I’ve been moving for as long as I can remember. Countries, cities, towns. Almost comfortable with a constant flux of change - well, the idea of it anyway. I don’t think anyone can become settled with never quite knowing where to call home. By the time I turned 20 I’d lived in equally as many houses, maybe more - each one with a story. .
There was the house in Fiji that my brothers and I would sit on the roof eating coconuts waiting for mum to come home, the house with fossilised tiles and a fish pond where my dolls could sit on lilli pads, the house with peeling yellow carpet where I first danced to Simon and Garfunkle with my mama as I prepped her canvas’ and watched her paint her way to sanity. There was the house that I had my first kiss, another my first love, and another when my brothers moved away and our family of five became two. There was the house I ran away from, the house I found salvation.. I’ll never forget my first house in the city when I’d saved enough money to go to university, and my little room overlooked the sky scraping lights from the comfort of a hammock.. To my last place in the city, when I was living in a shed with cracked windows and more spiders than items of food in the fridge - and despite all that, it was a very special place to come home to. Because I was on my own, in every sense of the matter, and my records could echo off the walls and I was free to dance and paint for as long or late as I liked.
I’ve never been able to just ‘live’ in a place. I love to dig my roots in. To feel the earth around me deeply - when it rains, I rain, when it flourishes - I blossom. My room, my sense of place - is the same. I spend hours, weeks, months, deliberating over the perfect spot to put a teapot. Not because of being a perfectionist (I am anything but), but because it has to feel right. I refuse to buy things new. It has to be pre-loved, with stories inscribed along the sides. I need to know that someone will love it after me when it’s time to move on. I love to make things. To use things for something other than what they were intended for. And I’ll commonly be heard saying - "you know what this place needs - more plants!". I love to share a space with someone, to share energy - this part of living is very important. There has to be animals around.. We always had so many animals growing up! Since I’ve been travelling so much it breaks my heart to not be able to commit to a pet - but we are surrounded by so much life here that the hole is soothed. For now.

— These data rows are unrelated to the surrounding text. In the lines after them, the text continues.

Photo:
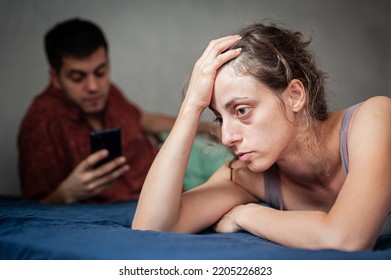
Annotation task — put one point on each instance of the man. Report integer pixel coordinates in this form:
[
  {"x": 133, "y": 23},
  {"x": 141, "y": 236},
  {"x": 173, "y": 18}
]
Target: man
[{"x": 55, "y": 163}]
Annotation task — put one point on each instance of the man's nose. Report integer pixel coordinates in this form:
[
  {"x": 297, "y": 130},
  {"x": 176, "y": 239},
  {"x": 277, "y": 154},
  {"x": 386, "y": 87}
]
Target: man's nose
[{"x": 92, "y": 84}]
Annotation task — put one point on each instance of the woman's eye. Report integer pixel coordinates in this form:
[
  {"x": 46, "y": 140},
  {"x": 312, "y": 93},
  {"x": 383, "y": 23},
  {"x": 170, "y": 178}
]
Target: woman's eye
[
  {"x": 219, "y": 120},
  {"x": 241, "y": 111}
]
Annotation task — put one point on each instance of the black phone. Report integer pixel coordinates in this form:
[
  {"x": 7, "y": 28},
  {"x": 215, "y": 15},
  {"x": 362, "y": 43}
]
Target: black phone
[{"x": 110, "y": 140}]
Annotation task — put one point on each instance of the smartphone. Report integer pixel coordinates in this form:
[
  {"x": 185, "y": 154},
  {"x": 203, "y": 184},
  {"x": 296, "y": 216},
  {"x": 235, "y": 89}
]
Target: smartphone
[{"x": 110, "y": 140}]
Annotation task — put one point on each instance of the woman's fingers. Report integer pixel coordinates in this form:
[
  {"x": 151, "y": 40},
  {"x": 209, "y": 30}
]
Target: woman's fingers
[{"x": 217, "y": 46}]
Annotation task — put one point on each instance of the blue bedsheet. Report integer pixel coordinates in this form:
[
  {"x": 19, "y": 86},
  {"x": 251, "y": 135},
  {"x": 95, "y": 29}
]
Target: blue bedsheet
[{"x": 29, "y": 230}]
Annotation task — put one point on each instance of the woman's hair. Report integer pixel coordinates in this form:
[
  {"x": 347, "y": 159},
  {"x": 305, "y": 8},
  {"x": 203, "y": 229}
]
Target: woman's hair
[{"x": 275, "y": 56}]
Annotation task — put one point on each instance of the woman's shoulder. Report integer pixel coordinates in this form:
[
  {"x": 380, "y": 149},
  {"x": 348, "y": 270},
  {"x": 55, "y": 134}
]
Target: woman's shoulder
[{"x": 374, "y": 109}]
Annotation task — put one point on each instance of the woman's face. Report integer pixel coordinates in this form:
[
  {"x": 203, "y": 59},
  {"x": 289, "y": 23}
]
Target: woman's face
[{"x": 253, "y": 122}]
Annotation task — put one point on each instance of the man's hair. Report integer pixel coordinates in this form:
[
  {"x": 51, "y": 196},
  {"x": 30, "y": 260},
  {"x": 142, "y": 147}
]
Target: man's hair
[{"x": 73, "y": 38}]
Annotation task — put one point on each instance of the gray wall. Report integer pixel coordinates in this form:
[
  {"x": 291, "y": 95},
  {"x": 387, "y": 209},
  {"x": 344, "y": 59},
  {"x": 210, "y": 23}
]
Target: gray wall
[{"x": 154, "y": 43}]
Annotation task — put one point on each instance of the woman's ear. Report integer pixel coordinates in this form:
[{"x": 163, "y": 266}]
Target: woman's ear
[
  {"x": 296, "y": 95},
  {"x": 54, "y": 78}
]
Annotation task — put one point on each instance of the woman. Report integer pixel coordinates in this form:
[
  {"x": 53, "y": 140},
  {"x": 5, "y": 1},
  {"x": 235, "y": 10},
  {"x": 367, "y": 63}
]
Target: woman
[{"x": 268, "y": 94}]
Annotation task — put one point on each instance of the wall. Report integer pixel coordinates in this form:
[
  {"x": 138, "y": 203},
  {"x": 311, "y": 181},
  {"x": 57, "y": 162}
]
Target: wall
[{"x": 154, "y": 43}]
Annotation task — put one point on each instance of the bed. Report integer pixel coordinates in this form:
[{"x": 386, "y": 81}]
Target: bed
[{"x": 29, "y": 230}]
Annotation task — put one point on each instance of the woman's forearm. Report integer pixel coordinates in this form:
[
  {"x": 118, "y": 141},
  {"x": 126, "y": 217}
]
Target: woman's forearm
[
  {"x": 300, "y": 229},
  {"x": 159, "y": 204}
]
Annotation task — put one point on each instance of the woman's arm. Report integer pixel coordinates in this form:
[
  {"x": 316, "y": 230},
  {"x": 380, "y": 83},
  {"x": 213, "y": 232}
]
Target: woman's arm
[
  {"x": 354, "y": 221},
  {"x": 161, "y": 206}
]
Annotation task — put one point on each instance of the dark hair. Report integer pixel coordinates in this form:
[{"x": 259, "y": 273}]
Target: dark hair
[
  {"x": 275, "y": 56},
  {"x": 76, "y": 38}
]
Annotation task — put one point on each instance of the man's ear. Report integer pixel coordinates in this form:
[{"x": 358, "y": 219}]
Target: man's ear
[
  {"x": 54, "y": 78},
  {"x": 296, "y": 95}
]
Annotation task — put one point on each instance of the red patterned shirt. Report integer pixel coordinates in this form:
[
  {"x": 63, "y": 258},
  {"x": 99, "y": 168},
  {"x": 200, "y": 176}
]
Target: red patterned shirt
[{"x": 54, "y": 138}]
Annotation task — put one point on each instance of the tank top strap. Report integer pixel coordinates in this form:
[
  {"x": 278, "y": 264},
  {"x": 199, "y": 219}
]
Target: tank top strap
[
  {"x": 272, "y": 187},
  {"x": 343, "y": 147}
]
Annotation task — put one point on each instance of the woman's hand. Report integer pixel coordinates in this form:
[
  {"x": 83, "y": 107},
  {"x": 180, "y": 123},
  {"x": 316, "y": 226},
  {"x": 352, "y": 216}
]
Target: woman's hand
[{"x": 201, "y": 83}]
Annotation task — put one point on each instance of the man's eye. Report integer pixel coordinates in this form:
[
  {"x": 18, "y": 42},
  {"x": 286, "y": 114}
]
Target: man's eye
[
  {"x": 77, "y": 78},
  {"x": 100, "y": 74}
]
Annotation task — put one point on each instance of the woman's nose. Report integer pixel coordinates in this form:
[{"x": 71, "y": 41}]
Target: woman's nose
[{"x": 229, "y": 136}]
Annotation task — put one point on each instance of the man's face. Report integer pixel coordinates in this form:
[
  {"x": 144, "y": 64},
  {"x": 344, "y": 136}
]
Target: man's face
[{"x": 85, "y": 82}]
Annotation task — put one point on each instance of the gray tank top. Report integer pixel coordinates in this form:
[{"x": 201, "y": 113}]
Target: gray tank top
[{"x": 272, "y": 181}]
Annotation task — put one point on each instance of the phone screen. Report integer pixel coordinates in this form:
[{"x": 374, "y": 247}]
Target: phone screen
[{"x": 110, "y": 140}]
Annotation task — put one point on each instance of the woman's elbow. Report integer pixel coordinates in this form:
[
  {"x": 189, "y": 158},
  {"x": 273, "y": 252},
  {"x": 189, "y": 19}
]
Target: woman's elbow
[{"x": 347, "y": 241}]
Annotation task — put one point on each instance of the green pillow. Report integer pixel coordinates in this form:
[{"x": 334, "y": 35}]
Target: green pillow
[{"x": 206, "y": 157}]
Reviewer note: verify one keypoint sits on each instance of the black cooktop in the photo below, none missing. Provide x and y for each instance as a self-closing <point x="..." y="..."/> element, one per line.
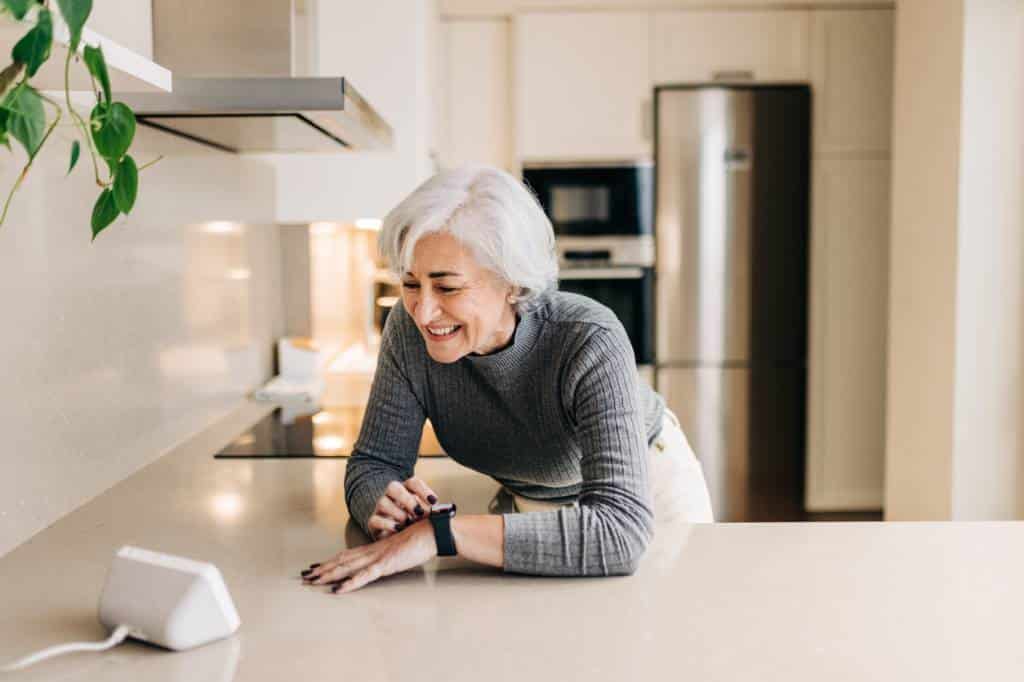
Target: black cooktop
<point x="330" y="433"/>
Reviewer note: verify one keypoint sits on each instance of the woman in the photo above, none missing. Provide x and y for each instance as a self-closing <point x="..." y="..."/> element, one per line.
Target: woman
<point x="534" y="387"/>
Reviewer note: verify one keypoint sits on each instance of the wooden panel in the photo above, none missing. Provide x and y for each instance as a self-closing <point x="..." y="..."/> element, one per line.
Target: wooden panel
<point x="852" y="77"/>
<point x="849" y="320"/>
<point x="583" y="86"/>
<point x="693" y="46"/>
<point x="476" y="116"/>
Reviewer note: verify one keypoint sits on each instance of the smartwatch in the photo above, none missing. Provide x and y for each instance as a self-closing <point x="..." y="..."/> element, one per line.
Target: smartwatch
<point x="440" y="518"/>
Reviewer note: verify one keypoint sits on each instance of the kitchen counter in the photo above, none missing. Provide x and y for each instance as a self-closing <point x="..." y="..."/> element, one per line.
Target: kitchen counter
<point x="794" y="601"/>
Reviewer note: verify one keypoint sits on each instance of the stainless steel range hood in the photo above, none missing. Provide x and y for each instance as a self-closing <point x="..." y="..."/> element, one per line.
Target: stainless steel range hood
<point x="254" y="115"/>
<point x="242" y="81"/>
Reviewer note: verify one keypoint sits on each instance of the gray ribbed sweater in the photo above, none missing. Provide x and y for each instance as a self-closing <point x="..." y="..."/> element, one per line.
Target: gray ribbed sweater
<point x="558" y="415"/>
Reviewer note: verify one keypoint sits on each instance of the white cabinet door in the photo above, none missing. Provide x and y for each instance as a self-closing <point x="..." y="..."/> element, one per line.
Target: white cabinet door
<point x="476" y="99"/>
<point x="700" y="46"/>
<point x="583" y="86"/>
<point x="852" y="77"/>
<point x="849" y="321"/>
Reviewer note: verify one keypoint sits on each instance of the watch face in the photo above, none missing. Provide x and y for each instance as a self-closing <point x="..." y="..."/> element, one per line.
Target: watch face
<point x="442" y="509"/>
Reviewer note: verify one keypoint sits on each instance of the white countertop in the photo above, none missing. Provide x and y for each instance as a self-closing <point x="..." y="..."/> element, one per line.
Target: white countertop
<point x="786" y="601"/>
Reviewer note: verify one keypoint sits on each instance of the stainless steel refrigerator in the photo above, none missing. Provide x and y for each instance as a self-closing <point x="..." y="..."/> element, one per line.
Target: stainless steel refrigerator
<point x="731" y="279"/>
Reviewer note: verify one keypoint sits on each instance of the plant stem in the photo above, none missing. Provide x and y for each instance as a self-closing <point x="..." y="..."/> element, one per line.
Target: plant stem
<point x="32" y="158"/>
<point x="86" y="132"/>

My new house in Byron Bay is by far the favourite. It fell into my lap by complete serendipity. We call it the 'Love Cabin'. Love oozes from the walls and those who inhabit it cannot help but blossom. The birds act as an alarm clock while the sun tip toes across my face. There are no cars, no other buildings in sight. You could stay up here for days without having to speak a single word - and sometimes I do. It is so still.. Until you look deeper - into the nooks of the grass, the branches of the tree’s - and there’s life everywhere! It is so peaceful to look out and see the way the sun kisses the leaves for as far as your eyes can see - it’s like mother nature saying “I love you, and you.. And you and you and you and you and you!"
I love it here. I really love it here. But even this, is not forever. Nothing is. Nor should it be. I have chased around the world somewhere to call home - some where to feel comfortable, somewhere to return to and feel safe, somewhere to have babies in one day.. And then I realised - I can do all of those things, inside of me.
So, many people ask me, ‘Where is home for you?’ And I’ve stumbled on this question my whole life. A quick stutter, a glance in the world of my mind and a final response ‘Do you want the long or short story?’… But finally, I’ve found the answer to both of these questions..
So, with a soft breathe and a hand on my heart, I tell them - ‘It’s here.’